O trabalho integra LUMINOSA, disco duplo dividido em dois atos – iniciado com “Ato I: Lua” – e agora ganha sua segunda parte com 11 faixas que aprofundam a relação entre espiritualidade e vida cotidiana a partir de uma perspectiva mais sensorial, afetiva e humana.

Dando continuidade ao universo apresentado no primeiro ato, o novo disco desloca o olhar do campo espiritual para a experiência vivida na pele. “Se ‘Lua’ mergulha na fé e no invisível, ‘Sol’ é sobre viver o mundo com tudo o que ele oferece – amor, desejo, dor e liberdade – sem perder a conexão com o que sustenta”, resume a artista.
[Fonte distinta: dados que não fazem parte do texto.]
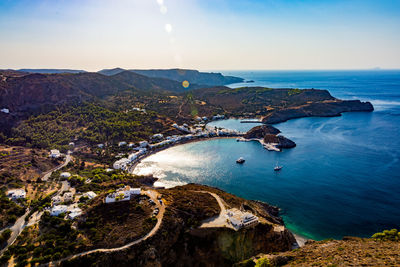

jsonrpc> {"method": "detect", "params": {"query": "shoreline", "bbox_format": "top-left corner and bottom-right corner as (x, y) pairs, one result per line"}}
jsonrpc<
(128, 136), (241, 175)
(128, 136), (310, 248)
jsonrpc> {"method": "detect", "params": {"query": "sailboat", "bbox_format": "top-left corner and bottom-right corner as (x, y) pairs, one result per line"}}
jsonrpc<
(236, 157), (245, 164)
(274, 162), (283, 172)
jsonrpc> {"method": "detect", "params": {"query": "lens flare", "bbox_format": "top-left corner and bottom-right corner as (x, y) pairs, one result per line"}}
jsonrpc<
(165, 23), (172, 33)
(182, 80), (190, 88)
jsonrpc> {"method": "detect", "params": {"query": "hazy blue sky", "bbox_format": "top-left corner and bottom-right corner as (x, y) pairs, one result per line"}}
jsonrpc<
(0, 0), (400, 71)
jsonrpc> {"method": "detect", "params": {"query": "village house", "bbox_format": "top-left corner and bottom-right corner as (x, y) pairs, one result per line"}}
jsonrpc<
(7, 188), (26, 200)
(51, 196), (62, 205)
(50, 149), (61, 158)
(67, 207), (82, 220)
(151, 134), (164, 140)
(139, 141), (149, 147)
(227, 208), (259, 230)
(113, 158), (129, 170)
(60, 172), (71, 178)
(105, 186), (141, 203)
(63, 192), (74, 202)
(0, 108), (10, 114)
(50, 205), (68, 216)
(83, 191), (97, 199)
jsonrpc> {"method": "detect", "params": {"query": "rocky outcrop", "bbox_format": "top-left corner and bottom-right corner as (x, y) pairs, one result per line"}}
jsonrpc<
(243, 125), (281, 139)
(264, 134), (296, 148)
(262, 100), (374, 124)
(64, 184), (296, 266)
(243, 125), (296, 149)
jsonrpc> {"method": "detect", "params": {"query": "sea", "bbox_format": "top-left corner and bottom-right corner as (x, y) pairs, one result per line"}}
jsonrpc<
(135, 70), (400, 240)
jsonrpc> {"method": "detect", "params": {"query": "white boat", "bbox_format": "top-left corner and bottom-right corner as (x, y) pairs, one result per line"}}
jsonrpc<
(274, 163), (283, 171)
(236, 157), (245, 164)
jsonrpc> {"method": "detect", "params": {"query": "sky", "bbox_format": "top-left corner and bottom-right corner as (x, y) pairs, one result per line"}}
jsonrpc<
(0, 0), (400, 71)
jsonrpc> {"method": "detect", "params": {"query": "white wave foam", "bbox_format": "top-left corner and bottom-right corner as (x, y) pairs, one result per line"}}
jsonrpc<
(154, 180), (186, 188)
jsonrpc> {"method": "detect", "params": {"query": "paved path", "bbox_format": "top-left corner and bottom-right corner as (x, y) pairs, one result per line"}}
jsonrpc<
(196, 191), (236, 230)
(52, 190), (165, 265)
(0, 209), (29, 255)
(42, 153), (72, 181)
(0, 151), (71, 256)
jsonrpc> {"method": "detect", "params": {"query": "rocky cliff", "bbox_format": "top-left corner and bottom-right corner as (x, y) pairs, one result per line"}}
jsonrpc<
(64, 184), (296, 266)
(243, 125), (296, 148)
(262, 100), (374, 124)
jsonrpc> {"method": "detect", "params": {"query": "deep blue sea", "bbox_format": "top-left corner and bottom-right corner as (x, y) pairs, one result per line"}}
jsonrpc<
(135, 70), (400, 239)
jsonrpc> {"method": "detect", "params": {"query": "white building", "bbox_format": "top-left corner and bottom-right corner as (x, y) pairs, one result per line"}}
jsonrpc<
(132, 108), (146, 113)
(105, 186), (141, 203)
(51, 196), (62, 205)
(139, 141), (149, 147)
(60, 172), (71, 178)
(128, 143), (135, 148)
(63, 192), (74, 202)
(50, 149), (61, 158)
(7, 188), (26, 199)
(83, 191), (97, 199)
(151, 134), (164, 139)
(113, 158), (129, 170)
(213, 114), (225, 120)
(50, 205), (68, 216)
(68, 208), (82, 220)
(118, 141), (126, 146)
(227, 208), (259, 229)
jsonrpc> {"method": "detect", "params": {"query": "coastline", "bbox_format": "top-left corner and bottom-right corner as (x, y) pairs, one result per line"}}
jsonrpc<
(128, 136), (240, 174)
(128, 136), (310, 249)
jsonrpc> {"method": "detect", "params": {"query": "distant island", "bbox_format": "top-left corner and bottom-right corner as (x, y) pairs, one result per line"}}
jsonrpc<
(0, 68), (384, 266)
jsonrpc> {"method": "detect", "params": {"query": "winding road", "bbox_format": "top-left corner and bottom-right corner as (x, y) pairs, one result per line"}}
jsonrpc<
(52, 190), (165, 265)
(0, 151), (72, 256)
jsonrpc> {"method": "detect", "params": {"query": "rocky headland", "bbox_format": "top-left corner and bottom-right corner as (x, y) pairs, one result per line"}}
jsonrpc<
(243, 125), (296, 149)
(262, 100), (374, 124)
(62, 184), (296, 266)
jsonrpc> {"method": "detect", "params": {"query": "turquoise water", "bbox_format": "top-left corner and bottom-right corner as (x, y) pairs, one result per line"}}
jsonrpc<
(136, 72), (400, 239)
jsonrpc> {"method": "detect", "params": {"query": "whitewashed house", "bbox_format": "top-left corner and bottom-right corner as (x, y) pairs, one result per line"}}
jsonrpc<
(50, 149), (61, 158)
(83, 191), (97, 199)
(51, 196), (62, 205)
(151, 134), (164, 140)
(105, 186), (141, 203)
(118, 141), (126, 146)
(60, 172), (71, 178)
(63, 192), (74, 202)
(139, 141), (149, 147)
(113, 158), (129, 170)
(67, 207), (82, 220)
(7, 188), (26, 200)
(227, 208), (259, 229)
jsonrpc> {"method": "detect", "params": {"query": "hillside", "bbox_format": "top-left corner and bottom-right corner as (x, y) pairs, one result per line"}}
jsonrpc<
(56, 184), (295, 266)
(111, 71), (204, 93)
(131, 69), (244, 86)
(192, 87), (373, 119)
(18, 69), (87, 74)
(235, 237), (400, 267)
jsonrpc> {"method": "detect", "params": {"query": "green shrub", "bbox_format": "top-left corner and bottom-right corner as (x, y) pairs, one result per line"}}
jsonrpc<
(372, 229), (400, 241)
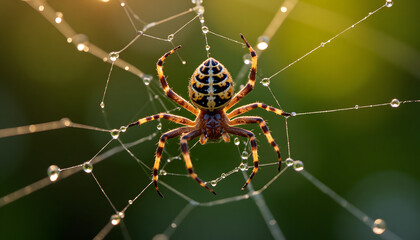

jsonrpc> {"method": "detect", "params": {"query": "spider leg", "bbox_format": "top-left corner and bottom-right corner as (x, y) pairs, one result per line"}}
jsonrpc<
(181, 129), (216, 195)
(224, 34), (257, 112)
(156, 46), (199, 115)
(229, 117), (281, 171)
(128, 113), (195, 127)
(153, 127), (193, 198)
(225, 127), (258, 191)
(227, 102), (290, 118)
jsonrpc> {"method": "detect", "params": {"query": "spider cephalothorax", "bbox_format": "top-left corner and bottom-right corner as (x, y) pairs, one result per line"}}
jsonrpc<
(128, 34), (290, 197)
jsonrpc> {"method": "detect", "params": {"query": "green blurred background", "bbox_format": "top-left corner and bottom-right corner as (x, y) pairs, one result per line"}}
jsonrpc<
(0, 0), (420, 239)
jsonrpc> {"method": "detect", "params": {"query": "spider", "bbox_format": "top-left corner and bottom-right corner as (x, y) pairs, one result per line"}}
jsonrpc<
(128, 34), (290, 198)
O conceito nasce da poesia “Oração”, de sua autoria, especialmente do verso “metade de mim é o que eu creio e a outra metade é o que eu sinto”, que orienta a dualidade presente na obra.

Na sonoridade, o disco transita entre a nova MPB, o afro pop e o chamado macumbeat, além de dialogar com o que a artista define como uma “macumba popular brasileira” – um conceito político e estético que afirma a presença da afro-religiosidade como força estruturante da cultura e da música do país -, combinando instrumentos orgânicos e beats eletrônicos em uma linguagem contemporânea que aproxima tradição e atualidade. Referências que vão de Os Tincoãs, Clara Nunes e Trio Ternura a nomes como Luedji Luna, Xênia França e Vanessa da Mata ajudam a compor o repertório.
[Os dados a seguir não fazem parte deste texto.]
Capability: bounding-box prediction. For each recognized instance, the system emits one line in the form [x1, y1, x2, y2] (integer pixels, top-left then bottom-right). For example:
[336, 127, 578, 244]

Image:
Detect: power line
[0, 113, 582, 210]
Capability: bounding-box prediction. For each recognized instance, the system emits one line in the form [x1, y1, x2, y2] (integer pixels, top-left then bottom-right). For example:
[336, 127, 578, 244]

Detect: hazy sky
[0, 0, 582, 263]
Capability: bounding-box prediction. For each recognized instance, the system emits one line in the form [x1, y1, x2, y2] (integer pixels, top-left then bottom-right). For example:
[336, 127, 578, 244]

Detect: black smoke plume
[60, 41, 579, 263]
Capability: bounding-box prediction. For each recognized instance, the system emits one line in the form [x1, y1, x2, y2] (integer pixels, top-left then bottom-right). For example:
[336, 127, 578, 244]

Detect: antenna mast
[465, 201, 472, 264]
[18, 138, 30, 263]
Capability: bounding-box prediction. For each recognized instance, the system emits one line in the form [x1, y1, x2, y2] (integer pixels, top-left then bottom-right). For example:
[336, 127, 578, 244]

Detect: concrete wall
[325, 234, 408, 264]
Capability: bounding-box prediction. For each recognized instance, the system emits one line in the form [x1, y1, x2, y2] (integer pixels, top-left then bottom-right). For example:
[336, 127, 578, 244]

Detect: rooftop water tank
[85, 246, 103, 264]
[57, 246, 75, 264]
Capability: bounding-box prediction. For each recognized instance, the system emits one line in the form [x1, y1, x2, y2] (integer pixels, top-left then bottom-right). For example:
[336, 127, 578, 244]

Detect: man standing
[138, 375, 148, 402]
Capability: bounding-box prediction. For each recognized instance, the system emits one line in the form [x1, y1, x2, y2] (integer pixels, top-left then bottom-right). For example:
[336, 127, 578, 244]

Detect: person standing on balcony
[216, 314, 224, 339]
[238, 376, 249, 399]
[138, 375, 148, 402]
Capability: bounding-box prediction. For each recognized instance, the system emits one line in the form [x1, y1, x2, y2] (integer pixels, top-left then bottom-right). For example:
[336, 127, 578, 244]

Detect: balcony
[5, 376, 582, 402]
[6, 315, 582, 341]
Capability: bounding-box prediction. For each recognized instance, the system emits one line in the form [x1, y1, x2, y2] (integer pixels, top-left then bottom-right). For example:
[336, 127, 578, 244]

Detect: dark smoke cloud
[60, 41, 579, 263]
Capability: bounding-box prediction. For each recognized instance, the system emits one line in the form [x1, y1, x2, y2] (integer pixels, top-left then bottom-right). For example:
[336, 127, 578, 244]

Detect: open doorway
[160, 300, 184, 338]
Entre as participações estão Léo da Bodega, PH Moraes, do duo Luau e a banda Big Up, que se junta a Ana no single “Sorte”. A faixa sintetiza o espírito do lançamento ao abordar o amor leve, a parceria e o reconhecimento do axé presente nas relações.

O processo de criação se estendeu por três anos, em parceria com a Head Media e o coletivo Los Brasileros. Parte das composições surgiu antes mesmo do primeiro ato e foi revisitada após “Lua”, revelando uma fase mais íntima e emocional da artista.

Dirigido por Sorriso, o clipe de “Sorte”, que acompanha o lançamento, foi gravado em Paraty e acompanha a trajetória de uma mulher que redescobre sua força após um término, reforçando o autocuidado e a liberdade como formas de amar.

A identidade visual guia essa virada. A capa, fotografada por Flora Negri, com styling de Geórgia Feola, acessórios da Afrotik e beleza assinada por Larissa Lis, aposta em efeitos práticos para traduzir calor, intensidade e vitalidade – elementos associados ao Sol, em contraste com o clima mais introspectivo do primeiro ato.

Ao longo das faixas, o disco percorre diferentes nuances do amor e da espiritualidade. Canções como “Demora” e “Dois Sóis” abordam relações em construção, enquanto “Sereia” e “Turmalina Negra” exploram desejo, liberdade e identidade. Já “Mandinga” e “Gira” reforçam a força das tradições afro-brasileiras, com referências a orixás como Oxum, Iemanjá, Ogum e Oyá.

Com “LUMINOSA – Ato II: Sol”, Ana Cacimba consolida uma linguagem própria ao aproximar espiritualidade afro-brasileira e música contemporânea, propondo uma escuta em que o sagrado não está distante – mas presente no cotidiano, nas relações e no corpo.